DROPPING THE BALL
I’ve heard time and again that a person gains a whole new understanding of the Lord after becoming a parent. I can’t even fathom how true this is because just my two little golden retrievers give me new perspectives of my Abba Daddy every day.
Olive, our younger dog, is nothing like any dog I have ever owned. She has the most uncontainable, jubilant, loving spirit—she is lying her head on my pillow with her snout on my shoulder even as I write this—but the single most valuable treasures in her world are her tennis balls.

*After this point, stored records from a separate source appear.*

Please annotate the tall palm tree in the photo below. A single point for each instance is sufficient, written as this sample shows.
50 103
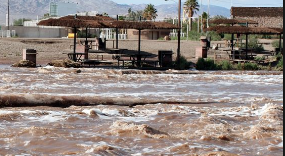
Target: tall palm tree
150 12
191 7
204 20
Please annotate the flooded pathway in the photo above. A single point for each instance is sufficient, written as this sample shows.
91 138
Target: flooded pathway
129 112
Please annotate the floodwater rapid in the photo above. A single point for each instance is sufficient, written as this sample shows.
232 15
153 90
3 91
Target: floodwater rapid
60 111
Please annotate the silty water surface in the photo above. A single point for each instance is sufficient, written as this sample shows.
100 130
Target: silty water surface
190 114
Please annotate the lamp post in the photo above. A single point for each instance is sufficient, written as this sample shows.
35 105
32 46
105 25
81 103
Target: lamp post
8 15
179 33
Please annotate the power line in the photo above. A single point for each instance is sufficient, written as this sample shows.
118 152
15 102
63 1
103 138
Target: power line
271 4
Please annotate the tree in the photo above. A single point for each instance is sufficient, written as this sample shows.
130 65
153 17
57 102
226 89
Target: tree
204 20
191 7
149 12
134 16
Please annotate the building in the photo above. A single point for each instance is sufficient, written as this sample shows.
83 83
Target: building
148 34
62 9
265 16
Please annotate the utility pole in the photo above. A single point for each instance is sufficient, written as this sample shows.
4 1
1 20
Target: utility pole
8 15
179 33
201 8
208 14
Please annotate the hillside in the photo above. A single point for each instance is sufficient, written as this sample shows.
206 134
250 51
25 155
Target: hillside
33 8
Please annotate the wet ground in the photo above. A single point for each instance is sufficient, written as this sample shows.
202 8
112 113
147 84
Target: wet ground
129 112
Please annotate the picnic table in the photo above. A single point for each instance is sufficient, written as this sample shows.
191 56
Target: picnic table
78 56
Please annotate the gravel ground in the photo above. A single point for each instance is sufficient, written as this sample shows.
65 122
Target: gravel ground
49 49
54 49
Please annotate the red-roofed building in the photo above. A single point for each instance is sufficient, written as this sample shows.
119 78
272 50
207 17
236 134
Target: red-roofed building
265 16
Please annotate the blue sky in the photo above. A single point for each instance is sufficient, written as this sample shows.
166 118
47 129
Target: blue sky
223 3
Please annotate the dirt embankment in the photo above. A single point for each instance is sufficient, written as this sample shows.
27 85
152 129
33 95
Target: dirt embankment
53 49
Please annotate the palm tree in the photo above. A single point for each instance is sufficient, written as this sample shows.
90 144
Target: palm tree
150 12
204 20
191 7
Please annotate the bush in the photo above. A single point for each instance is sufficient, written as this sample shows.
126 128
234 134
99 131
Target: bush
259 58
225 65
207 64
214 36
83 35
280 64
275 44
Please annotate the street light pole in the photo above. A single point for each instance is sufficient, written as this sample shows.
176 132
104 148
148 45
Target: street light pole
208 15
8 15
179 32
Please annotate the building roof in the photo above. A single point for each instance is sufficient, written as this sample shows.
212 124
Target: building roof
232 21
104 22
245 30
257 11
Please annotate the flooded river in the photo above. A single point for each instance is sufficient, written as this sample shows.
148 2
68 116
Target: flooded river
130 112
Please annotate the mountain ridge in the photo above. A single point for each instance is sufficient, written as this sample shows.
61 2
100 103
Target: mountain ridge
33 8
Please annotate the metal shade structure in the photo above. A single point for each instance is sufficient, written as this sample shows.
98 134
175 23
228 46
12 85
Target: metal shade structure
76 22
232 21
247 30
104 22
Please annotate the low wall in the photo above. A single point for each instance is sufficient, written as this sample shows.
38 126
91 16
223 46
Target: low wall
37 32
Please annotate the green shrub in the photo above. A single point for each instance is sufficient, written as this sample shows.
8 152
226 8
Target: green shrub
259 58
81 34
225 65
194 35
275 44
280 64
279 56
207 64
214 36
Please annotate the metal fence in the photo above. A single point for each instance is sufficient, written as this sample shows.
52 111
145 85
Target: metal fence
7 33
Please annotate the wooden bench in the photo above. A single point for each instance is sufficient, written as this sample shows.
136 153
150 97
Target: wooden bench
96 62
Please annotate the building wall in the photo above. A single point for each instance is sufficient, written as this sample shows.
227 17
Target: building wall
38 32
148 34
274 22
265 16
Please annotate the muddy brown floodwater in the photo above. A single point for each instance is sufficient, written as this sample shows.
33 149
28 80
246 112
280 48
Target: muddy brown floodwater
129 112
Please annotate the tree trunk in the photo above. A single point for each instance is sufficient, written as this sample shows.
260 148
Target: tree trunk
190 24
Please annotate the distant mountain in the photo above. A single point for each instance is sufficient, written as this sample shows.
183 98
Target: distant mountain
33 8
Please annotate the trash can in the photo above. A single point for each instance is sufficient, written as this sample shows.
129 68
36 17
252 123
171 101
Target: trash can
202 51
30 55
165 58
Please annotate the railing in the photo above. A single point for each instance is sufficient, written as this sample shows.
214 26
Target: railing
7 33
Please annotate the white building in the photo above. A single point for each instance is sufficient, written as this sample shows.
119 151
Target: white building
62 8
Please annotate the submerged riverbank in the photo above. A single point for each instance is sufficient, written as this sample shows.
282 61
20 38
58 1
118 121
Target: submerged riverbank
135 112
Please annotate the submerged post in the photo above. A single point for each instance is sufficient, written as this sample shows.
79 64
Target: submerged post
86 49
179 34
117 35
74 42
280 43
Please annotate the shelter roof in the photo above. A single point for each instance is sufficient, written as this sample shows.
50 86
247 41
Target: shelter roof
257 11
104 22
141 25
233 21
245 30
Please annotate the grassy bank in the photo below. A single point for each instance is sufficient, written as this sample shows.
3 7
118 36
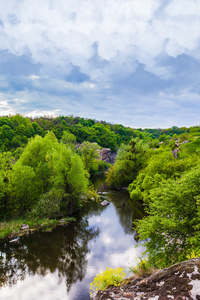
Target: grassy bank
12 229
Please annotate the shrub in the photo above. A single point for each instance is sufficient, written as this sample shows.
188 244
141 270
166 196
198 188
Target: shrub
143 268
108 277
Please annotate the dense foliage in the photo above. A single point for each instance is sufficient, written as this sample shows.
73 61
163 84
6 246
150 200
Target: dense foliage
166 178
16 130
46 163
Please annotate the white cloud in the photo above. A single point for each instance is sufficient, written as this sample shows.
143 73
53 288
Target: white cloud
60 33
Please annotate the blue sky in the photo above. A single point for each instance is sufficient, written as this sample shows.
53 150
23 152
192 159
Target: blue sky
133 62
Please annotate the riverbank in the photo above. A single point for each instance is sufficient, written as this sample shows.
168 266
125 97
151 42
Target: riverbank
180 281
18 227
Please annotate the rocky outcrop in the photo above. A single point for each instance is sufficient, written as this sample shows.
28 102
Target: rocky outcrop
177 145
105 203
106 155
180 281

We have about thirty (seriously) tennis balls throughout the house at any given time and often, we find ourselves cracking up as we go to bed at night and find them stashed beneath our pillows or buried in our sheets. But, despite how many choices there are, Olive has this incredible ability to choose a specific ball and favor it throughout a day or a week. She can play fetch for hours without her exuberance dwindling.
When she was a puppy discovering her love for this game, she had this funny tendency to chase after the ball and bring it back to us to throw again, but she was so excited and enamored by the ball itself that she couldn’t let go of it. She would sit in front of us, wagging her tail wildly and whining hysterically, but she would pull back her head when we would reach for the ball. It was truly comical but, sometimes, she would drive us mad with her incessant begging for us to throw coupled with her unwillingness to let the ball go.
And once, sitting on the back patio and desperately trying to get Olive to let me have the ball so that she could run after it, God nudged me in His funny and fatherly way and said so clearly, “She is just like her mama, isn’t she?” I could practically hear the affectionate chuckle in His voice and had this picture of Him watching us there on the patio, His hands tucked into His pockets and a huge grin painted onto His face. Because every good father loves an opportunity to teach his children.
And there, He revealed to me all the ways that I am no different than an over-excited puppy with a tennis ball clutched protectively in its jaw.
The tennis ball is the absolute desire of Olive’s heart. Her entire existence revolves around when the next game of fetch will be. Yet, she loves the ball so much, she just couldn’t let it go, even though she knew that I was going to make it fly for her. She knew that, gripped in her teeth, that ball wasn’t going to go anywhere.
As are my dreams.
I love them. As a matter of fact, they are the driving force behind my life and my purpose, the destination that I wake up in the morning facing toward. More than anything, I want to watch these dreams propel forward, to see them bloom and grow and develop and take on the shape and movement they are intended to. And, clutched in my palms, they've got nothing but inertia, waiting for a force to cause them to move. And in front of me sits my Father, hands open, telling me over and over and over again to drop it. Urging me to release the suffocating grip I have on my heart’s desires and to place them into the hands of the only being who can give them the force they need to fly. He did give them to me in the first place, after all.
The moment Olive sets that ball in my hands, I throw it through the air and she flies after it, tail zooming back and forth and lips peeled back over her teeth with elation. And over the years, she has learned that she can trust me with her treasures, that I know her heart and will always give her what she needs to become fully and totally herself. As her trust in me has grown, her self-will has softened and her grip on the ball has loosened and she is now able to rest in the knowledge that her ball is safe in my hands. I did give it to her in the first place, after all.
This is what we are called to do. To grow in trust and, therefore, weaken in self-reliance and become better stewards to our treasured dreams as we become comfortable in the knowledge that our Father loves to watch us as we chase after the dreams that He is propelling forward for us. But the only way to learn this is to let go of our control and drop the ball—not only the first time but over and over and over again.